Bei bestimmten Krankheiten sei es finanziell sehr lohnend, die Patienten eng zu betreuen, sagt der Gesundheitsökonom Willy Oggier. Diabetes sei ein klassisches Beispiel. «Mit Prävention und Bewusstseinsbildung kann sehr früh etwas gemacht werden», so Oggier. Viermal im Jahr beim Arzt über Ernährung und Bewegung diskutieren und die zentralen Laborwerte prüfen, das wirke sich positiv aus.
Vorbeugen und begleiten
Hierbei besteht durchaus Sparpotenzial: Ohne Begleiterkrankungen kostet eine Diabetes-Behandlung 3000 Franken pro Jahr. Mit Begleiterkrankungen wie Herz-Kreislauf-Problemen, Rheuma oder erhöhten Blutfettwerten kostet die Behandlung vier Mal so viel. Eine koordinierte Behandlung, in der ein eingespieltes Spezialisten-Netz den Patienten wie aus einer Hand betreut, macht deshalb Sinn.
Mangel an Fachpersonen
Das findet auch die Pflegewissenschaftlerin Maya Shaha. Nur müsse man sich bewusst sein, dass die Patienten so auch einen Teil ihrer Autonomie verlören, sagt sie. Den Arzt zu wechseln, wenn die Chemie nicht mehr stimmt, das sei in einem etablierten Behandlungsteam nämlich nicht mehr so einfach möglich. Beginnt hier also die Rationierung im Gesundheitswesen? Nein, sagt Shaha. Die Rationierung habe längst begonnen.

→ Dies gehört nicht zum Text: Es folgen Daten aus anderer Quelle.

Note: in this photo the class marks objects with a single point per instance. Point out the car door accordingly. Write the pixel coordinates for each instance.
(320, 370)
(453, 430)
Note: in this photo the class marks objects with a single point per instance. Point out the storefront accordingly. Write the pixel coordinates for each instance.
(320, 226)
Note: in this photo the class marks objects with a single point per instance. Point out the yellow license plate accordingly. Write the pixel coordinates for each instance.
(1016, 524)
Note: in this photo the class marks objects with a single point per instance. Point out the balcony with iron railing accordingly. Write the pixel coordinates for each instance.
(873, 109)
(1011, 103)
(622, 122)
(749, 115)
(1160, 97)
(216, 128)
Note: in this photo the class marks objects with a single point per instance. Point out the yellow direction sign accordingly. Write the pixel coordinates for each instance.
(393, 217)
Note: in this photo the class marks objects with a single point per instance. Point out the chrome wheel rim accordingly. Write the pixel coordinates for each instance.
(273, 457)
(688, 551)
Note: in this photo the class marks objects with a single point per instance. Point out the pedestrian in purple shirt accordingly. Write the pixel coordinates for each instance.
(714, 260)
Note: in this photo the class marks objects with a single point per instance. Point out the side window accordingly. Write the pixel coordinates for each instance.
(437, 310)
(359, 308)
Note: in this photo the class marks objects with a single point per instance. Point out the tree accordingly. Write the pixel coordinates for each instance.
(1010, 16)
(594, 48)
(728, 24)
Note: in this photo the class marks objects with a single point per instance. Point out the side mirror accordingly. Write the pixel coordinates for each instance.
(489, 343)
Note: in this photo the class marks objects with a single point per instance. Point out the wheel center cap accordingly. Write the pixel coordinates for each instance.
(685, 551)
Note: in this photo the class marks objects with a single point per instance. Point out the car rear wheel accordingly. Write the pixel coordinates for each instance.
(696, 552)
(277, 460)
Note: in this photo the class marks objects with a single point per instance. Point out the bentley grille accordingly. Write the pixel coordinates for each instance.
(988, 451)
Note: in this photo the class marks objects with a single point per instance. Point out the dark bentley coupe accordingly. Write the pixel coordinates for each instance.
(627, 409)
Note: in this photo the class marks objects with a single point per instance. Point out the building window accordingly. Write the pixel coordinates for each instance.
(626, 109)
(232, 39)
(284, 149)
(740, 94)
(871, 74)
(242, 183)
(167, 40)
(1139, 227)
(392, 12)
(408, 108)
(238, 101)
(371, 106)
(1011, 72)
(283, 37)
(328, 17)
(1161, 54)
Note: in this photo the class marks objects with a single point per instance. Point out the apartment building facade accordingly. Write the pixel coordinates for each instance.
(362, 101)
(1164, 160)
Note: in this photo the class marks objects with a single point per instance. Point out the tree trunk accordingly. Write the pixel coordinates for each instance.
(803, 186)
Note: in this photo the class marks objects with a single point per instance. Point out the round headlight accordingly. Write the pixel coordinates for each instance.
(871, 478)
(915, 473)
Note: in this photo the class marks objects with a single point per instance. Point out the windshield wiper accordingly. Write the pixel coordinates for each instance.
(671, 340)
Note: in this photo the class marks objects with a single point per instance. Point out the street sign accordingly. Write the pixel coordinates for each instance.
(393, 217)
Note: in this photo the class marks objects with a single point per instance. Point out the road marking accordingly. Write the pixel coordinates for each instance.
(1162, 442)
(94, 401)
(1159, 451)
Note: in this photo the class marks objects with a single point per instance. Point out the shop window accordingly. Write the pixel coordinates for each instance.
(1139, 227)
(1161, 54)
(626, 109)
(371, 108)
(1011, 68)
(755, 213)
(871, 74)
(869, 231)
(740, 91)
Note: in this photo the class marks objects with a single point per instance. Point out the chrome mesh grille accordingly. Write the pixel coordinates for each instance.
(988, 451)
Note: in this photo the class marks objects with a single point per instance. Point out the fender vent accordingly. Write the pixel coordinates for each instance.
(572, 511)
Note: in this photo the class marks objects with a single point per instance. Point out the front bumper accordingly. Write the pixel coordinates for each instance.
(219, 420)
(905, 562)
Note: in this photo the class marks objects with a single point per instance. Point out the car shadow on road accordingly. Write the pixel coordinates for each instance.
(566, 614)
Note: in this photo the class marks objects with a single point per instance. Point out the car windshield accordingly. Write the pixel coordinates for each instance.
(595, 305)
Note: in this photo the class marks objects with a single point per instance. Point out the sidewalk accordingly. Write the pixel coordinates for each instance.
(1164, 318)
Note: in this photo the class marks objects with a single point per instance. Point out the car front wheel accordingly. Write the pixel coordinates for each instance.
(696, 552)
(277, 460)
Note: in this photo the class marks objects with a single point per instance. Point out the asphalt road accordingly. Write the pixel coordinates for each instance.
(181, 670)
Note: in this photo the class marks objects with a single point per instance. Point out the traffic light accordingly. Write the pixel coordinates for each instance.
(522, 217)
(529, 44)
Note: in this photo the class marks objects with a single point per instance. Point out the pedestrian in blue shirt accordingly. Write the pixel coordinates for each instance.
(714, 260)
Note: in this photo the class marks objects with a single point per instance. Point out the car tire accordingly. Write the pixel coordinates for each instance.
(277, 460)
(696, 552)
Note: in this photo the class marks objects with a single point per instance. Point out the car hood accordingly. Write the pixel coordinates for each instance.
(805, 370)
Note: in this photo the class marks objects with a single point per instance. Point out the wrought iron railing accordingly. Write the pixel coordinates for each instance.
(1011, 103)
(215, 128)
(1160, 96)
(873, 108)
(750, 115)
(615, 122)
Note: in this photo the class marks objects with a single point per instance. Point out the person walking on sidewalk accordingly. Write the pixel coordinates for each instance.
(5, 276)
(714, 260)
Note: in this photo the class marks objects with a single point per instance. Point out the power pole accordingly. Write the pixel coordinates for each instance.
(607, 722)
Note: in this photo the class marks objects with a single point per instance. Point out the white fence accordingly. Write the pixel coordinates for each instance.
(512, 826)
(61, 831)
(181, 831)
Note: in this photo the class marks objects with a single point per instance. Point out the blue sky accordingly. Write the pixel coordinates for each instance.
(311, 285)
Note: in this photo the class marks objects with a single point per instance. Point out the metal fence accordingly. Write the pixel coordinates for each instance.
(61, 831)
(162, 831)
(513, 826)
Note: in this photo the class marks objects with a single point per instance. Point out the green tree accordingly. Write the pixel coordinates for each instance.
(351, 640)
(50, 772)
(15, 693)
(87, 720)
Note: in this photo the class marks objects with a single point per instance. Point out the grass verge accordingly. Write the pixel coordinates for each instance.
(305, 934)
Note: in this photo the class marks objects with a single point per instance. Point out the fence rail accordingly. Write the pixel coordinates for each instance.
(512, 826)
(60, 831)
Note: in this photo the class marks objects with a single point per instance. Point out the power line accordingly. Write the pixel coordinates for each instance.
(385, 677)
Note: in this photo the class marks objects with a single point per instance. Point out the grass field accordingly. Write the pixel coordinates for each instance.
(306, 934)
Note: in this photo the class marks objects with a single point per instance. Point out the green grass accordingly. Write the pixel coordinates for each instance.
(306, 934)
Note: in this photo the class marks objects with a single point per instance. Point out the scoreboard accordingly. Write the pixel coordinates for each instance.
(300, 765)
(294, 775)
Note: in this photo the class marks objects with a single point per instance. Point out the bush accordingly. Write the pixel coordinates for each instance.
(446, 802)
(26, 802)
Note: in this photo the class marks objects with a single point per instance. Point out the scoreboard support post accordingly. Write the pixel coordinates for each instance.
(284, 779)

Viele Stellen im Gesundheitsbereich könnten nicht mit dem nötigen Fachpersonal besetzt werden. Wegen des Personalmangels hätten Pfleger und Ärztinnen zu wenig Zeit für die Patienten und sie müssten schon heute Prioritäten setzen.
Verdeckte Rationierung
Das ist nicht alles, wie Markus Zimmermann ergänzt. Er arbeitet mit Shaha zusammen in der nationalen Ethikkommission. Es gebe eine weitere verdeckte Rationierung: Nicht alle wichtigen medizinischen Leistungen würden nämlich überall in der Schweiz in gleichem Mass angeboten. Als Beispiel nennt der Theologe und Ethiker von der Universität Freiburg Palliative Care, also die Versorgung von chronisch kranken Menschen, die unter starken Schmerzen leiden oder am Ende des Lebens angelangt sind.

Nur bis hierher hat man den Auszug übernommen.